In an earlier post I said that I’d eventually explain how incremental code generation works.
First, to recap: I’ve already explained how incremental compilation works in the front end. Stopping here would still yield some speedups — I regularly see 20% compile-time improvements on ordinary programs; sometimes much larger; and for C++ I expect the effect will be bigger.
But, for many compilations, particularly when compiling C using optimization, it is the back end which is the major time sink. And since we already know from the front end which functions have changed (i.e., have been re-parsed) and which have not, it seems like it should be easy to also run the back-end incrementally.
There are a few plausible ways to implement this. Essentially, we can preserve the compiled form of the program at any point in the pipeline. By choosing a point after most of the work is done, we can minimize the time spent needlessly recompiling.
My current plan is to do the work at the very latest point possible, by writing out object files. The idea here is that each top-level definition in a translation unit — each global variable or function — will get its own tiny object file. Then, these files will be linked together to form the object file that the user actually asked for.
Of course, the current linker is slow and not at all suitable for this sort of thing. So, we’ll use a new, fast, incremental linker — which we’ll need anyway, in order to preserve incrementality through the entire compile cycle. (It isn’t much good to have a fast incremental compiler if you still end up waiting for the linker all the time.)

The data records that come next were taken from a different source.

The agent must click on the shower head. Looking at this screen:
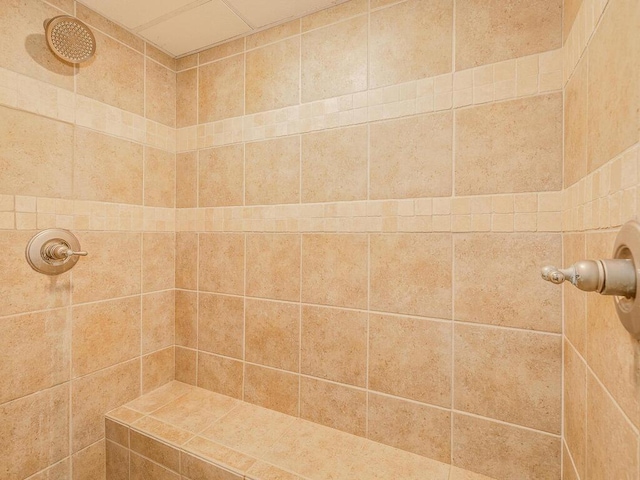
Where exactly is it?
[44,15,96,63]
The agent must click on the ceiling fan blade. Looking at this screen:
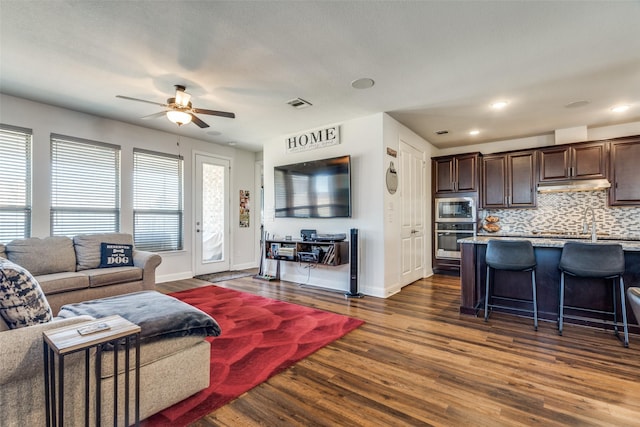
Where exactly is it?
[140,111,167,119]
[193,108,236,119]
[191,113,209,128]
[116,95,168,107]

This approach has the nice property that the gcc work is relatively easy, for the most part. I don’t know yet whether this outweighs the work that must be done elsewhere, so I’m going to implement a prototype and find out. In fact, this is the next major milestone (though it will be a while, because I’m in a bug-fixing phase).
Another fun possibility here is that we can try to be smart about managing the cache of small object files. In particular, we may be able to preserve some benefits of incrementality even across restarts of the server. For C++, this could include template instantiations.
One drawback of the plan is that it may make dealing with debug info somewhat tricky. This ties in to how we compute hunks; if we don’t include source location in the hunk checksum, then we can end up with objects that lie to the debugger about where their corresponding source appears. We’d want to fix that up somehow, but that is not simple. I’m still thinking about this particular sub-problem.
Another oddity is handling inlining. In my planned implementation, gcc would fork and run code generation in a subprocess. (This lets me avoid excessive modifications to gcc.) But, if we inline a function then the compile server needs to know about this in order to properly re-compile when the inlined function is changed.
Future posts should include information about computing hunk boundaries (pretty short, but maybe I’ll touch on ideas for C++), multi-processor support, and maybe some speculation about scalability.